The UK government’s six-year freeze to Income Tax and National Insurance thresholds is set to raise £40bn a year by 2028, making it the country’s biggest tax rise on incomes in at least 50 years, according to a new analysis by the Resolution Foundation.
A four-year freeze in personal tax thresholds — the Personal Tax Allowance and Higher Rate Thresholds for Income Tax — was first announced in 2021. At that time, it was forecast to raise £8bn a year once fully rolled-out in 2025-26. Last year, the freeze was extended by a further two years together with the addition of an employer National Insurance threshold freeze.
High inflation has vastly increased the size of this tax rise, the think tank said.
Based on the Bank of England’s latest inflation forecasts, the policy will now raise around £40bn a year by the time it is fully rolled out in 2027-28. Had the government uprated the Personal Tax Allowance with inflation over this period, people would have started paying Income Tax at around £16,200, rather the current threshold of £12,570 which is set remain in place until April 2028. This means an additional £720 in Income Tax for most basic rate taxpayers.

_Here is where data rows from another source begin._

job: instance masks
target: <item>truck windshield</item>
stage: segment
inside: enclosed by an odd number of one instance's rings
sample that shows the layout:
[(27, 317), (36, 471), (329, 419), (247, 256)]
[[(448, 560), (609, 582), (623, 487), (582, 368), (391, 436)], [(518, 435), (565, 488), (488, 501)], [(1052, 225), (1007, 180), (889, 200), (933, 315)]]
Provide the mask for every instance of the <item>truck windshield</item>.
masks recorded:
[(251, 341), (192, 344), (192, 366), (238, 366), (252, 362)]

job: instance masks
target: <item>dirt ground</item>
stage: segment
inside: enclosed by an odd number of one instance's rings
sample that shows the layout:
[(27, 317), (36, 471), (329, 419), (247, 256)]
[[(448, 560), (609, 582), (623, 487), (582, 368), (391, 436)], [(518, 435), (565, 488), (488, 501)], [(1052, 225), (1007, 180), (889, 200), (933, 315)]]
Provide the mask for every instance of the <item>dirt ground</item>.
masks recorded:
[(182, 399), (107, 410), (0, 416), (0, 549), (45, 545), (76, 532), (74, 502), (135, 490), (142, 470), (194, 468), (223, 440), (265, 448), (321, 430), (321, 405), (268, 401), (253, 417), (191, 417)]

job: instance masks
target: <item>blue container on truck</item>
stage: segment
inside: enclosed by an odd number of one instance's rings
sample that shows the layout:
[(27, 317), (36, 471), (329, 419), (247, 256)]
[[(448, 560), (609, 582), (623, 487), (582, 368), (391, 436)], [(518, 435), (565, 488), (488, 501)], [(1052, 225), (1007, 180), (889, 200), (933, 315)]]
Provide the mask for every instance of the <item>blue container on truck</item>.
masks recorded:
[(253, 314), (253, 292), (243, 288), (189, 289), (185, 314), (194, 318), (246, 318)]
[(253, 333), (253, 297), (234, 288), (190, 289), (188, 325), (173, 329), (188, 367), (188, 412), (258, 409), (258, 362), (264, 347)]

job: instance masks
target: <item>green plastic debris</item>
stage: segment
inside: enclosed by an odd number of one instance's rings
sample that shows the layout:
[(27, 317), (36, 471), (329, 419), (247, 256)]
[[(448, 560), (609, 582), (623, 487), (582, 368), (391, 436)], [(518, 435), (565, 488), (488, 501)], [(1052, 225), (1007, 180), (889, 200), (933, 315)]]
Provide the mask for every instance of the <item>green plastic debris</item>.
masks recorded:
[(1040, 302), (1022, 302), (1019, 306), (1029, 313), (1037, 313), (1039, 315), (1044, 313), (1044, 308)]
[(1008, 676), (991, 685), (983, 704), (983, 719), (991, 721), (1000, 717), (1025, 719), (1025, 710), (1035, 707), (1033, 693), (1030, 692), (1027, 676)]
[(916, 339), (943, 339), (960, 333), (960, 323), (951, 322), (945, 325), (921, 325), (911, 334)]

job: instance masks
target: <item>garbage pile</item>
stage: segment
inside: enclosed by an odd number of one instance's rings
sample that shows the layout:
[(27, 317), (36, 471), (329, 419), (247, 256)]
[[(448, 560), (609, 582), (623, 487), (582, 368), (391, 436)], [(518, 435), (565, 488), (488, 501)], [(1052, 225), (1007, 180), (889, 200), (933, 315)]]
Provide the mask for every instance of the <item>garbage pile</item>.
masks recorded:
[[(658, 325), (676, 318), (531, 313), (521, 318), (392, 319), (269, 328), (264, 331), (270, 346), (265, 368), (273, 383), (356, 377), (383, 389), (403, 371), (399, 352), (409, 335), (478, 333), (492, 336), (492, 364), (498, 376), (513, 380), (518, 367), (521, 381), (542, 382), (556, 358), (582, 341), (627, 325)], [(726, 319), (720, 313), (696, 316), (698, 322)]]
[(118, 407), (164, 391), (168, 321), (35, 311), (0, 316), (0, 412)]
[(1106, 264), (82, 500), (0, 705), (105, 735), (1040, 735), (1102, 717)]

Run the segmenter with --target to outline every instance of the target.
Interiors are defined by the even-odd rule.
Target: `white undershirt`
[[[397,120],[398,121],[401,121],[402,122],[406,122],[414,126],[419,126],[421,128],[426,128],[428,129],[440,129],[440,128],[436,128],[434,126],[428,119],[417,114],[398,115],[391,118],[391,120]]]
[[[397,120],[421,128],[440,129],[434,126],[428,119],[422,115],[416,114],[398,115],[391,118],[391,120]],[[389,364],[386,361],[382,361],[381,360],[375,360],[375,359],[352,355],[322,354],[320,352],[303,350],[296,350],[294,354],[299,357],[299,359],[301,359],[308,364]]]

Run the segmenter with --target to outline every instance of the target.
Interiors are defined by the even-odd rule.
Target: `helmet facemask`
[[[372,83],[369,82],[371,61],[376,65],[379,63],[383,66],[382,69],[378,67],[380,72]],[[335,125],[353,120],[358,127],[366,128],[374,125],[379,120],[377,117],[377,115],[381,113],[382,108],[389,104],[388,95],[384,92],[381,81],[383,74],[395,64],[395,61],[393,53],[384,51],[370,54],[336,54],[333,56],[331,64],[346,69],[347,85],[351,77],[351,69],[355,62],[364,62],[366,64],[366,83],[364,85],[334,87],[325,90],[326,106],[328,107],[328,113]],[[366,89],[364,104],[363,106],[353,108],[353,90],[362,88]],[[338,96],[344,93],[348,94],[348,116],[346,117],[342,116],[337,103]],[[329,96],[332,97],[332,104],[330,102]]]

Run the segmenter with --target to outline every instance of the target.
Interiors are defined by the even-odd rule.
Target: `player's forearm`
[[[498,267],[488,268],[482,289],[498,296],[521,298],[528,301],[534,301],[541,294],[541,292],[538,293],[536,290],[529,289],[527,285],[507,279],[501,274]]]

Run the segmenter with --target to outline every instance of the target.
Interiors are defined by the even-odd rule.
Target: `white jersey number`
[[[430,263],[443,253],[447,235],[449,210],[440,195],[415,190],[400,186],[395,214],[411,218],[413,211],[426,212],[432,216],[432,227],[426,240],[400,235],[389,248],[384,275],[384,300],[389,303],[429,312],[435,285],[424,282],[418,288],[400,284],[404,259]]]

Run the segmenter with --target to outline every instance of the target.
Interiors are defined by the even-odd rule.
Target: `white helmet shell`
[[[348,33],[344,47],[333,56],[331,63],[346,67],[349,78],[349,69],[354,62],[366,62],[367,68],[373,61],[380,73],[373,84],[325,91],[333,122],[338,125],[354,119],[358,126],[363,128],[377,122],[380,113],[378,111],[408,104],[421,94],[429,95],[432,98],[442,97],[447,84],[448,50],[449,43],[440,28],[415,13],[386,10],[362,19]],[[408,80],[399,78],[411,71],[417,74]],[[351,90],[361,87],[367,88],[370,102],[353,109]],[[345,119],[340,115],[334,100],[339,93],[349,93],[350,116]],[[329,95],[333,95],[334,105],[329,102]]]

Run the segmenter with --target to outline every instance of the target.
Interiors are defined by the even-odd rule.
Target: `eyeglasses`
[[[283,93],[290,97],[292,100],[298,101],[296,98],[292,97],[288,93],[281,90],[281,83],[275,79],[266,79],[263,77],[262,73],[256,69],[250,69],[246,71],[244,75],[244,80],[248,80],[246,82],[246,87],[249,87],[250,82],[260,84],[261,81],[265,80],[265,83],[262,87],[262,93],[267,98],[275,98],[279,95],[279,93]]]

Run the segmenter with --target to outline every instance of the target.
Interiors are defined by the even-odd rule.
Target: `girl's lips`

“Abandoning the usual uprating of tax thresholds is a tried and tested way for governments of all stripes to raise revenue in a stealthy way,” said Adam Corlett, principal economist at the Resolution Foundation.
“But it is the far bigger than anticipated scale of the government’s £40bn stealth tax rise that stands out.
“The reality of the largest, and ongoing, tax rise on incomes in at least 50 years is why any talk of pre-election tax cuts will inevitably be seen in the wider context of some far bigger tax rises.”